In regard to the length of the intervals reported in our findings, the median total interval was very prolonged for our study population (median: 234.5 days) and the main delays seem to be presenting within the provider interval (median: 151 days). This is similar to findings of studies that have been done in other Latin American countries. For example, another Mexican study that was done with a small sample of breast cancer patients (n=32) with public health insurance reported a mean total interval of 8.4 months [43]. A Colombian study of 1106 breast cancer patient files reported a median time from the first medical consultation to diagnosis confirmation (diagnosis interval) of 91 days [44] and a Brazilian study with 104 patients reported a median diagnosis interval of 6.5 months [45].

Another matter that we would like to briefly discuss is related to whether a self-complete tool could have provided a more objective way of administering the questionnaire. Such a tool could certainly reduce inter-observer variability and response bias [30]. It has been shown, however, that self-complete tools are difficult for undereducated populations (like our study population) to use [36, 37]. This strategy would have most likely yielded a high rate of incomplete and inadequately filled-out questionnaires.

One limitation of our study is that external consistency measures are not available for some items because these items were identified as relevant only after the second pilot study. Because these items are “patient perceptions of barriers within the provider interval”, we hypothesise that they are likely to have reliabilities similar to those found for “perceptions of barriers within the patient interval” (moderate; between 0.4 and 0.75).

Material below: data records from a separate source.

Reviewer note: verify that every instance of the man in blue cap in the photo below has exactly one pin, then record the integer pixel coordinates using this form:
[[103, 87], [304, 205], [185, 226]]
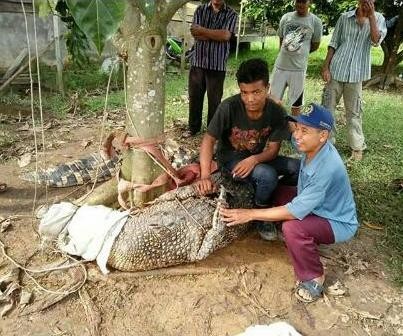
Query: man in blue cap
[[321, 210]]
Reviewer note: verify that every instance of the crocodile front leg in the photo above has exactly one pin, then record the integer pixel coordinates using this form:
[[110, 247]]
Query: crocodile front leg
[[216, 235]]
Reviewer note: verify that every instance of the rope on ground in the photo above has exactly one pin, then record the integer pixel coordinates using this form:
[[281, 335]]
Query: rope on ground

One more limitation was the impossibility of constructing scales for the social network of support for medical attention and health service utilisation. Another limitation was the lack of correlation between most of the social network items and the delay intervals. Nevertheless, we think that it is still premature to decide which of these items should be kept or discarded before the instrument is tested in a greater and more heterogeneous sample with higher levels of education, formal employment and higher socioeconomic status.

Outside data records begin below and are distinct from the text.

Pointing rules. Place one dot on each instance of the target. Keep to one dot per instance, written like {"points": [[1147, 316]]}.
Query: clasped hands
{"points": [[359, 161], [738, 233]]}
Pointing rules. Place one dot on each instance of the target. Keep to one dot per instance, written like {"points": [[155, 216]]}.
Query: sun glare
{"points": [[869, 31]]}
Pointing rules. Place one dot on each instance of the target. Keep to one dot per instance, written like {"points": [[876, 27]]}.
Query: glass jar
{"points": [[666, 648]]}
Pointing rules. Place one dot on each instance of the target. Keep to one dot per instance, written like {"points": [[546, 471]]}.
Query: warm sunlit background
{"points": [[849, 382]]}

A disadvantage of the instrument is that its application is time-consuming, especially for older participants and those with low levels of education. On the other hand, it has high acceptability for patients, especially if it is administered when they first arrive at the hospital, before they see the breast specialist.

Conclusions

On the basis of our analyses, we conclude that the Breast Cancer Delay Questionnaire is a valid, reliable and sensitive measure of the total, patient and provider intervals and the predisposing factors of delay in uninsured breast cancer patients treated at a public institution in Mexico. We think it could be useful in other settings, with similar populations, although it would have to be contextually adapted.

Authors’ information

KUS is a medical doctor with a Master’s Degree and a PhD in Health Systems. This research was part of her PhD research thesis. IPB is a medical doctor and archaeologist with a Master’s Degree in Clinical Epidemiology and a PhD in Medical Anthropology. CIC is a sociologist with a Master’s Degree in Medical Sociology and a PhD in Health Systems.